It's hard not to notice the cover among the others, an intense magenta that stands out, as a frame for a lamp emitting a dim and sickly light, almost shrouded in fog. Yes, the fog. These three guys from Pavia consume it in industrial quantities, dense yet so tender that it can be cut with a breadstick. It creeps into your bones during the cold winters of the Po Valley and affects your mood. I know it well.
With this small premise, it might be easier to understand the music of Ultraviolet Makes Me Sick, an excellent blend of post-rock created on stretched guitar arpeggios intertwined in a Mogwai style (often without bass), psychedelia, jazz, slow-core, melodies balanced between melancholy and intimacy. Then there's that jazzy drumming often played with brushes, never hitting hard, playing a lot between cymbals and offbeats, as in the sublime ending of "Hearts and Minds Out Of Tune And Reversed" where they seem to take the staff midway through the song and flip it. Almost a satanic message à la Black Sabbath. It alludes to certain works by Tortoise, less enamored with electronics, but here it would be better to stop. First of all, one risks overshadowing the actual merits of the trio from Pavia and then because in 2005almost2006, talking about post-rock seems to be heretical and out of fashion, stuff from the last decade. Imagine then if this type of music is played by an Italian band - "forced" moreover to release their debut "Soundproof" on an Australian label (CameraObscura, but now they are with Urtovox) to have a minimum of visibility - and compared to the aforementioned sacred monsters. I couldn't care less about comparisons and the rest, I delve into the psychedelic melting pot of "Intimacy Is Jazz, Disturbance Is Art" and smile, but not too much, when I hear the whispered words of "Counter-Clockwise" saying: "Bad Moon Rising, night drives along the 'autobahn', French fries in Belgium, Klaus Kinski, Chocolate cookies, Belgian county", because maybe they talk about me too.

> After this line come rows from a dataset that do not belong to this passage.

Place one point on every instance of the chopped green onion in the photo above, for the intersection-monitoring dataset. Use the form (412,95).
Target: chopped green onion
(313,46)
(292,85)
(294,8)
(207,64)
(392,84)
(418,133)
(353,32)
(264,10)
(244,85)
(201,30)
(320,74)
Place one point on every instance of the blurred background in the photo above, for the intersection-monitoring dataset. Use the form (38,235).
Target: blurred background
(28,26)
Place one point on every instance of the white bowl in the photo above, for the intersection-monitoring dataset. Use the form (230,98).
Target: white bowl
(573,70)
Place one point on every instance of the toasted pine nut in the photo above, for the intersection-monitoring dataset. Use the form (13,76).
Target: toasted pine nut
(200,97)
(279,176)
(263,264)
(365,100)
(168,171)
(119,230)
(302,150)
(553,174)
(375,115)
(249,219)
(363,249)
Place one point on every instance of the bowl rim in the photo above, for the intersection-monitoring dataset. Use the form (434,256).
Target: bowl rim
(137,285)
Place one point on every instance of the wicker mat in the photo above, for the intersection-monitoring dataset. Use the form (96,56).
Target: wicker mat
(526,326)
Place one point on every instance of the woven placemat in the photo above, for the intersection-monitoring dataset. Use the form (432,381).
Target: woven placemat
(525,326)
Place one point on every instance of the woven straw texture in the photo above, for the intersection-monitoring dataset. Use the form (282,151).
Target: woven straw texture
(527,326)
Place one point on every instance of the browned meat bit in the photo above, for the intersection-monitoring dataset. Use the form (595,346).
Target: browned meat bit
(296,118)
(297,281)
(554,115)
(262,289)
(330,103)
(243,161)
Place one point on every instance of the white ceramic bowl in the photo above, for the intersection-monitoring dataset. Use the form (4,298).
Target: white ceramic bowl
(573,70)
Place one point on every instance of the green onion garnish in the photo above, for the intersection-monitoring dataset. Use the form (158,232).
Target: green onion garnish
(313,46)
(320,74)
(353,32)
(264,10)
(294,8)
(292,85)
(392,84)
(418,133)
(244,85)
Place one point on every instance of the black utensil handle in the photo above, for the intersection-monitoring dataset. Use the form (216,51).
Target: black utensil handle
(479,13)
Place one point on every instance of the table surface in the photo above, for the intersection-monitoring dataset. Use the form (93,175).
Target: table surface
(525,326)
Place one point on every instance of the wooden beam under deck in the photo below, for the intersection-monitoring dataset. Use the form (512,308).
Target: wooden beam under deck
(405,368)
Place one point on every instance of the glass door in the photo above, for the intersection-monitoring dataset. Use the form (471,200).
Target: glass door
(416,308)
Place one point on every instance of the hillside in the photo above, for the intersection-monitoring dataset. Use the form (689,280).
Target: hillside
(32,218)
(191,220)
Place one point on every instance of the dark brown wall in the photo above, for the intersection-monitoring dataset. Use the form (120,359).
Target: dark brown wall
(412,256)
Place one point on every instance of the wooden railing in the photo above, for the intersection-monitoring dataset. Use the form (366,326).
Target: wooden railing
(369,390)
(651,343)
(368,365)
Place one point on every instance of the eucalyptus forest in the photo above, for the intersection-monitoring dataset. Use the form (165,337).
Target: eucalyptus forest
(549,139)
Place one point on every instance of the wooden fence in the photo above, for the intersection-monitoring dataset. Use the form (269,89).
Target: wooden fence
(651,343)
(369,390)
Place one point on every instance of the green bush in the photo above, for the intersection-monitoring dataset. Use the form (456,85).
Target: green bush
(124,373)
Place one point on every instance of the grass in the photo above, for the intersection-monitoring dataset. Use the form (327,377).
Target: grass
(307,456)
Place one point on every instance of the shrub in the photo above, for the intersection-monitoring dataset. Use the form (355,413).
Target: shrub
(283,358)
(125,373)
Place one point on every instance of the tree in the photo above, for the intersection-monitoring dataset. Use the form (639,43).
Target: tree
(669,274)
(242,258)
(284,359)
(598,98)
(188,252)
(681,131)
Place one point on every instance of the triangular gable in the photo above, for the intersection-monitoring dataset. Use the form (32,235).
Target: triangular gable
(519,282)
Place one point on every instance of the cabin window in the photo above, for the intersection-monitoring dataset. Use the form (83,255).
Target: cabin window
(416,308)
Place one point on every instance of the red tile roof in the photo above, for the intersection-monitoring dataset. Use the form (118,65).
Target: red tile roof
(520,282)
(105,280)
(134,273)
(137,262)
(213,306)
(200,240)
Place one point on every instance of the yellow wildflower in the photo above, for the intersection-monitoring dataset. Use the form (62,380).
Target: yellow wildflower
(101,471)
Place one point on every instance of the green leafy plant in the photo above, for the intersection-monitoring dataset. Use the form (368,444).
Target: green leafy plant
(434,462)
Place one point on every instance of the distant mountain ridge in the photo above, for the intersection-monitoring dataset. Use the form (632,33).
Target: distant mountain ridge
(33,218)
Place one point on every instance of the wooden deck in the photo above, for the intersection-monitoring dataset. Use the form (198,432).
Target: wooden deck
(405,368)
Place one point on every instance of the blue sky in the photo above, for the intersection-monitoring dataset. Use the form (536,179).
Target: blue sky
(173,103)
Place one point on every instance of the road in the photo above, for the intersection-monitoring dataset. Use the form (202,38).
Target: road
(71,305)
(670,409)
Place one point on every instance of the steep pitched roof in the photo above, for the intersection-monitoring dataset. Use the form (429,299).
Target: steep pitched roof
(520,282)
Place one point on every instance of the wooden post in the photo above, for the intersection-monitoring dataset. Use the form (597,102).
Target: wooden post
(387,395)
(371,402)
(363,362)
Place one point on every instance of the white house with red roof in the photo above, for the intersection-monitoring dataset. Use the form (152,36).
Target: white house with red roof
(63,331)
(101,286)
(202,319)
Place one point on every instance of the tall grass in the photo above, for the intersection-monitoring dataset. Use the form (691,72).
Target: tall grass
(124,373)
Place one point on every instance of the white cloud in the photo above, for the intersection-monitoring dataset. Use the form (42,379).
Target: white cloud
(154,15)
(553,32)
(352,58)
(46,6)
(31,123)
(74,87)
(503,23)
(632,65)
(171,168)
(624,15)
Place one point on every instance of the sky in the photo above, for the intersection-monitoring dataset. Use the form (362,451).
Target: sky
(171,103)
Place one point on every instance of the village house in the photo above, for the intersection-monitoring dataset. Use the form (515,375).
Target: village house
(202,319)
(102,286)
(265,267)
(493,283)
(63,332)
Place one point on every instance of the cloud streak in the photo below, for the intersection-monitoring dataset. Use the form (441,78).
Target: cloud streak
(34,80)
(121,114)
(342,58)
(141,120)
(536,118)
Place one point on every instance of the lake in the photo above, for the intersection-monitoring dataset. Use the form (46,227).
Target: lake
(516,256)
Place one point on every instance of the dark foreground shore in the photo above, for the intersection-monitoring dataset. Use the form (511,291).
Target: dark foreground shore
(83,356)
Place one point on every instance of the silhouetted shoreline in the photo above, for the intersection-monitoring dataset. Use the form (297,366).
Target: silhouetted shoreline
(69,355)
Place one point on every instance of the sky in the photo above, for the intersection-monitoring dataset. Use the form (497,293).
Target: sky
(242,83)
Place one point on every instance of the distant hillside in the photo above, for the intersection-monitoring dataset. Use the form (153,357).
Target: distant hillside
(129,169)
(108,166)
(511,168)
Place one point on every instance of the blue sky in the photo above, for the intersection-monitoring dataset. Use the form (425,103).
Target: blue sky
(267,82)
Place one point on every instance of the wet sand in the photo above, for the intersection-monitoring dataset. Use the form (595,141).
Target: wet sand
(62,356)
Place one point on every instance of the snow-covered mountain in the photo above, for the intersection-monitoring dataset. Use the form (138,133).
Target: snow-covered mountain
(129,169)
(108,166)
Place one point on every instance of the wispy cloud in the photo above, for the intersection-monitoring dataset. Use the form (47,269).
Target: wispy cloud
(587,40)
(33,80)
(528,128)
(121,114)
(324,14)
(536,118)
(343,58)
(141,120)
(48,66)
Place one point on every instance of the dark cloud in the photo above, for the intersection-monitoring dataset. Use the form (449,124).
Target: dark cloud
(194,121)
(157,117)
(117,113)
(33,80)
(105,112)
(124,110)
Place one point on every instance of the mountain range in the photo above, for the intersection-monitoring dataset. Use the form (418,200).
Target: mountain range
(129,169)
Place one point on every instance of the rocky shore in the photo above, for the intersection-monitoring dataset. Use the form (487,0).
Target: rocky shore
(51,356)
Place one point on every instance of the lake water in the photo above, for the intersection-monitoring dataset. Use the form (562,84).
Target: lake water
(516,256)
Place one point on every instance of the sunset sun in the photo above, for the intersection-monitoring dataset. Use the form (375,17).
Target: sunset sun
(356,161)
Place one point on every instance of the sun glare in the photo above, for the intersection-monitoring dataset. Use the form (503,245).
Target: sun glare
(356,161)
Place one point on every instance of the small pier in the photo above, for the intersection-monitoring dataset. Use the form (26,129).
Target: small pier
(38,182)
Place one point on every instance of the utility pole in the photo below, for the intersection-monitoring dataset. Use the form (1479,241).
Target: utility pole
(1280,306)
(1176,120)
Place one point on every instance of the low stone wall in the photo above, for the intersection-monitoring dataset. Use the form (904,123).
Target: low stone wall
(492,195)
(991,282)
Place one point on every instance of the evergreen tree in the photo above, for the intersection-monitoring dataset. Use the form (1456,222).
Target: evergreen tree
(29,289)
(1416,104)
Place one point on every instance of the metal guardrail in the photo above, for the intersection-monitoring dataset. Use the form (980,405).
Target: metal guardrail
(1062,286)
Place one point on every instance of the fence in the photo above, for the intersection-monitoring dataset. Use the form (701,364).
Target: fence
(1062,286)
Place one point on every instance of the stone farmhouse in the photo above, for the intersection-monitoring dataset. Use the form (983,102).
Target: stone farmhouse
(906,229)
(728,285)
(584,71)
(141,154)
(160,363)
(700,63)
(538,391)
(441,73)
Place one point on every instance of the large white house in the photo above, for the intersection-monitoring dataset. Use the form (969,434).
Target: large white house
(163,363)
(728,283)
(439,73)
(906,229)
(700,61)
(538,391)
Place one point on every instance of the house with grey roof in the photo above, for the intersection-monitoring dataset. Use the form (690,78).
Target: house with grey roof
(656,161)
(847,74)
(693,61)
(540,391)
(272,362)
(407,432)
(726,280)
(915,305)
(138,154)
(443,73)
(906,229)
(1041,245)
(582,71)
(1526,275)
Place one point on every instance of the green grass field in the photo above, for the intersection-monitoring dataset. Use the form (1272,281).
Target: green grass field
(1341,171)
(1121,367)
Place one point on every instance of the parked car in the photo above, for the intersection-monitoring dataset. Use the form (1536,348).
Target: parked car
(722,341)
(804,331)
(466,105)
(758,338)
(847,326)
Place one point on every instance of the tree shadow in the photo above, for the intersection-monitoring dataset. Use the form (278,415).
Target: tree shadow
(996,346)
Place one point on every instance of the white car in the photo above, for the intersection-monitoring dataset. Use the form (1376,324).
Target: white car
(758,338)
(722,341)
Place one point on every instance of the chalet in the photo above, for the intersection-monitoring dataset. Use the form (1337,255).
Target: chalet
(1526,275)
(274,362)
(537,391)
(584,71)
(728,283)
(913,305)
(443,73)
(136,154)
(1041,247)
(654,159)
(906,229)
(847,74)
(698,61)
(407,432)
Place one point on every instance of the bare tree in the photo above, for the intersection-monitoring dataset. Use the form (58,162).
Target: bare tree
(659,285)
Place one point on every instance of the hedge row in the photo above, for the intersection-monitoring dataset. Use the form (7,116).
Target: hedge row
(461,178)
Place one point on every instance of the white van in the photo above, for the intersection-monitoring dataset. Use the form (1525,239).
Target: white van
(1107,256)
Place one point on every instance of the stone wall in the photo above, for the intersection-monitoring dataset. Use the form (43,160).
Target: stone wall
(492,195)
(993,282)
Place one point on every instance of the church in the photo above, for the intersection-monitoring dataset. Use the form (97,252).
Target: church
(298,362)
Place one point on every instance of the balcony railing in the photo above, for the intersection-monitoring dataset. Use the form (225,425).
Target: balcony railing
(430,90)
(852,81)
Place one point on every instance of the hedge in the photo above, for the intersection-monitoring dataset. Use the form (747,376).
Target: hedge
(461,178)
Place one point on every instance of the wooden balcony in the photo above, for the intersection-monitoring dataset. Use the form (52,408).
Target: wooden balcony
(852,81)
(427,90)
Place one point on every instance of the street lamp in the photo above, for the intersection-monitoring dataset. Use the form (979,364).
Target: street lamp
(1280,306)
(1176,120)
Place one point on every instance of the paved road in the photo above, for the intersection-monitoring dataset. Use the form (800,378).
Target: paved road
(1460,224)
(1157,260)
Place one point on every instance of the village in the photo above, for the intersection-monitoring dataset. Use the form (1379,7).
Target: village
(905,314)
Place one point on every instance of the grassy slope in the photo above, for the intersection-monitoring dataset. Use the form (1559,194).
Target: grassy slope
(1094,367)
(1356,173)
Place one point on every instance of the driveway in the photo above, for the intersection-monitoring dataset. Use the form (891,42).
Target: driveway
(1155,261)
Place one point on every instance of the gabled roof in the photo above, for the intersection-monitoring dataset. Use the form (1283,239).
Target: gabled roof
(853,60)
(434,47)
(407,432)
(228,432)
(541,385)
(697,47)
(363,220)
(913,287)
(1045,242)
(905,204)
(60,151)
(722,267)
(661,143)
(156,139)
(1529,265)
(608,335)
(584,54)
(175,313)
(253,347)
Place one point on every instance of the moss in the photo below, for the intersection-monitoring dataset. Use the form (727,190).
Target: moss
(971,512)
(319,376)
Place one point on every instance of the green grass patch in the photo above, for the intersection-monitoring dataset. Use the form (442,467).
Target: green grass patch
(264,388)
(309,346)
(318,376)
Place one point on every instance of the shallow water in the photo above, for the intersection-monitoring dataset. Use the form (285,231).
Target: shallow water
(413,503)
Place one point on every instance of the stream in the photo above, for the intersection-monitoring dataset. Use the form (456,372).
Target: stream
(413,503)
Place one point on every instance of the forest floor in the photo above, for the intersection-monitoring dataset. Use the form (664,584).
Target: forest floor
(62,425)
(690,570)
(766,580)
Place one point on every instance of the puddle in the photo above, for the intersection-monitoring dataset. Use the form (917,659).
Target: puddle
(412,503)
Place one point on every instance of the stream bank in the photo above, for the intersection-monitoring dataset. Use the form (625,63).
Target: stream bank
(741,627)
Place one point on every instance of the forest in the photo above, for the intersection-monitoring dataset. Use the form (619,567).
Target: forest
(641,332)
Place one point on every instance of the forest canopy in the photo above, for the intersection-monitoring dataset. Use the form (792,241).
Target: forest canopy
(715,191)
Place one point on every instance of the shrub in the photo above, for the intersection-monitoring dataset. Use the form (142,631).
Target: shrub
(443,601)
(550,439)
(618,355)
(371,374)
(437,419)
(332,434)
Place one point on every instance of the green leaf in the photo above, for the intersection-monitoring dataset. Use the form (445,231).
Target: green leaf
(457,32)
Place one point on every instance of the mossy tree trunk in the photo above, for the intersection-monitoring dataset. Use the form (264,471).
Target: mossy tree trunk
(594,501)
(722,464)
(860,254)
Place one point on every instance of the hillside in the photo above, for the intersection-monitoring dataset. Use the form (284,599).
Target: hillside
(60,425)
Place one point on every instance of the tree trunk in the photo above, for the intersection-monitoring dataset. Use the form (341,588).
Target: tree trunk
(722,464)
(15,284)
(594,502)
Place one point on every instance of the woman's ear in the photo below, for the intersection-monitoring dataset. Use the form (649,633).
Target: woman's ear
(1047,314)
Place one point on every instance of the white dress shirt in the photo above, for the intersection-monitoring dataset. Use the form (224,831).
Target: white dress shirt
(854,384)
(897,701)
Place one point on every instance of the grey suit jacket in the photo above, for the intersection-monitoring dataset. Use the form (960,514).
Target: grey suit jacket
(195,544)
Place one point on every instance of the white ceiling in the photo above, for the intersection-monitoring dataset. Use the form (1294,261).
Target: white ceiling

It's the first episode featuring the voice of a singer (Andrea Ferraris, guest on this album) and a more popular song form, verse-chorus-verse, etc. Finally, a taste for improvisation and free-jazz in the concluding "[... ]" as a seal of a meticulous work, rich in details and nuances to discover slowly.
Now there's nothing left but to close windows and shutters, ensure that annoying light doesn't filter in, apply a nice sunscreen 30 because you never know, close your eyes and chase that lamp on the cover, which has now become a fascinating jellyfish, an impalpable dancer in the sea of fog of Ultraviolet Makes Me Sick.